ネパール出身のシュレスタさんは、幼くして来日し小学生から日本で学んできました。大学では、海外研究支援プログラムや国際PBLプログラム、ハッカソンに参加し数々の賞を受賞。更には起業へと多様な挑戦を重ねてきました。コロナ禍の学部時代には、オンラインを積極的に活用し、世界中の学生とネットワークを構築しました。4年の時には、卒業研究に海外の知見を取り入れたいと、スペイン・サラマンカ大へ留学しました。
大学院進学後は、インド工科大で起業アイデアを提案するプログラムにも参加。各国から集まった学生や教員との交流を通じ、多様な価値観に触れました。
また、学びを社会に還元したいとの思いから会社を起業。学生エンジニアが集い、ハッカソンや創作活動に打ち込める拠点を開設し、IT人材を求める企業と学生をつないでいます。
昨年の夏には、大阪・関西万博で開催された「令和7年度知財ビジネスアイデア学生コンテスト」に出場しました。無線通信機器とアプリを活用した満員電車の通勤課題解決の提案が評価され、パテント部門で近畿経済産業局長賞(最優秀賞)を受賞。このアイデアの実現に向けて今後、電鉄会社との話し合いを進めます。

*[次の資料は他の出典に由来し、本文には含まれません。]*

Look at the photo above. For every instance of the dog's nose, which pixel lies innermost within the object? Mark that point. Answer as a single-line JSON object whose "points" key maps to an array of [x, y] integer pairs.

シュレスタさんの研究分野は情報科学を軸に、多岐にわたります。大阪工大の研究室では、教育工学の観点から教員志望者が授業運営を疑似体験できる「仮想教室システム」を開発。今年1月から4カ月間留学した米・ロードアイランド大では、株価分析を扱う金融工学の研究に取り組むなど、分野を横断しながら知識を深めています。
将来は大学の教員を目指すシュレスタさん。そのためにまずは一般企業で実務を経験したいと考えています。「これまで培ってきたプログラミングやコーディングのスキルをAIと併用しながら、企業がどのように商品や価値を社会に広げていくのかを学びたい」と話します。未来に向かって真っすぐに進む姿がキラリ輝いています。